雨夜 恒一郎氏ウィークリーコメント FXレポート

一週間のハイライト(12月9日~15日)

ECB理事会やFOMCを控えたドルの買い戻しが先行し、ドル円は一時104.58円まで上昇。

しかし米FDA(食品医薬品局)の諮問委員会が新型コロナウイルス向けワクチンの緊急使用を許可すると、リスク選好のドル売りが強まり、104円台を割り込む展開

ユーロやポンドが上昇(ドルが下落)したことにもつられ、103.51円と11月9日以来の安値を付けました。

ECBはユーロ高を強く牽制せず

ECBは先週の定例理事会で量的緩和拡大を打ち出しましたが、パンデミック緊急購入プログラム(PEPP)の5000億ユーロ増額と9カ月間延長、TLTRO(長期リファイナンスオペ)追加は、いずれも予想の範囲内でユーロ売りにはつながりませんでした。

2年8か月ぶりのユーロ高に対しても、「為替レートの動向を注視している」(ラガルド総裁)とコメントするにとどまったことから、ユーロはむしろ上昇しました。

市場ではもっと強くユーロ高を牽制するとの見方が多かったからです。

実際、ユーロ発足以来の非常に長いスパンで見れば、ユーロドルは0.82ドルまで下落したこともあれば、そのほぼ倍の1.60ドルまで上昇したこともあったわけで、現在の1.21ドルはちょうどその真ん中あたり。

極端なユーロ高というほどではなく、まだ口先介入を試みる段階ではないのかもしれません。

ユーロドル長期 出所:NetDania

英・EUは交渉継続

英国とEUの貿易交渉はひとまず決裂を回避し、交渉を継続することを決定しました。

まだ先行き楽観はできないものの、交渉期限としていた13日から次の期限を設けなかったのがポイント。

これまで両者は決裂をほのめかしてお互いを牽制していましたが、やはりFTAなしの完全決裂とするつもりはないのではないかと思わされます。

一時は決裂も覚悟しただけに、12月中にも合意の可能性が浮上してくれば、ユーロとポンド双方にとって朗報となります。

リスクオンのドル安

このように、ユーロやポンドが買われやすい地合いであることに加えて、ドル安もかなり進行しています。

前回も述べましたが、ドルインデックスは現在90.40ポイント近辺と年初来安値を更新中で、2018年の安値88.30ポイント近辺を視野に入れた下落トレンドにあります。

このドル安の要因は主に二つあります。

それは株高・リスクオンによる安全通貨売りと、FRBの追加金融緩和期待です。

NYダウは3万ドル台では利益確定売りに押されてやや伸び悩んでいるものの、大きく下げるわけでもなく底堅い動き。

またS&P500とナスダックは日々最高値を更新しており、リスク選好ムードに変わりはありません。

FDAにワクチンが承認され、全米でついに接種が始まったことから、市場の視線は足元のコロナ感染拡大ではなく半年・1年先の「アフターコロナ」に向かい始めました。

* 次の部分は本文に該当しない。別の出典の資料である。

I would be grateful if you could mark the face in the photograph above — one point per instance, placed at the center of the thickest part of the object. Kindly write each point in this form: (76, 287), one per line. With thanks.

全米の一日のコロナ感染者数は一時28万人に達し、死亡者数は30万人を超えましたが、市場の関心はすでにそこにはないのです。

このように、「株高・リスクオン・安全通貨売り」という流れでのドル安は続いていく可能性が高く、ユーロドルは2018年の高値圏である1.25ドルを目指す展開になると見ています。

FOMCは追加緩和のカードを切るか?

コロナ禍で足元の景気に懸念が強まる中、FRBの追加金融緩和に対する期待も高まってきました。

昨日から今年最後のFOMCが開催されており、明日未明には結果が判明しますが、何らかの追加策を打ち出すか、少なくともその予告をするとの見方が強まっています。

FRBは「雇用最大化と長期的な2%のインフレ率」という二大責務(デュアル・マンデート)を掲げており、これまでのFOMC声明では「目標の達成を妨げる可能性があるリスクが生じた場合、委員会は金融政策の姿勢を適切に調整する用意がある」と謳っています。

しかし今月4日に発表された米国11月の雇用統計は予想を大幅に下回り、雇用改善ペースが鈍化していることを示しました。

また先週発表された新規失業保険申請件数が再び増加に転じたことで、12月の非農業部門雇用者数が再びマイナスに落ち込むリスクも浮上してきました。

現在約1300万人いる失業者は、パンデミック失業者支援(PUA)などの手厚い失業手当を受給していますが、これは時限措置であり、12月末に失効してしまいます。

この「崖」を回避するためには追加の経済対策の成立が不可欠ですが、民主・共和両党の対立は深く、現時点では合意のめどは立っていません。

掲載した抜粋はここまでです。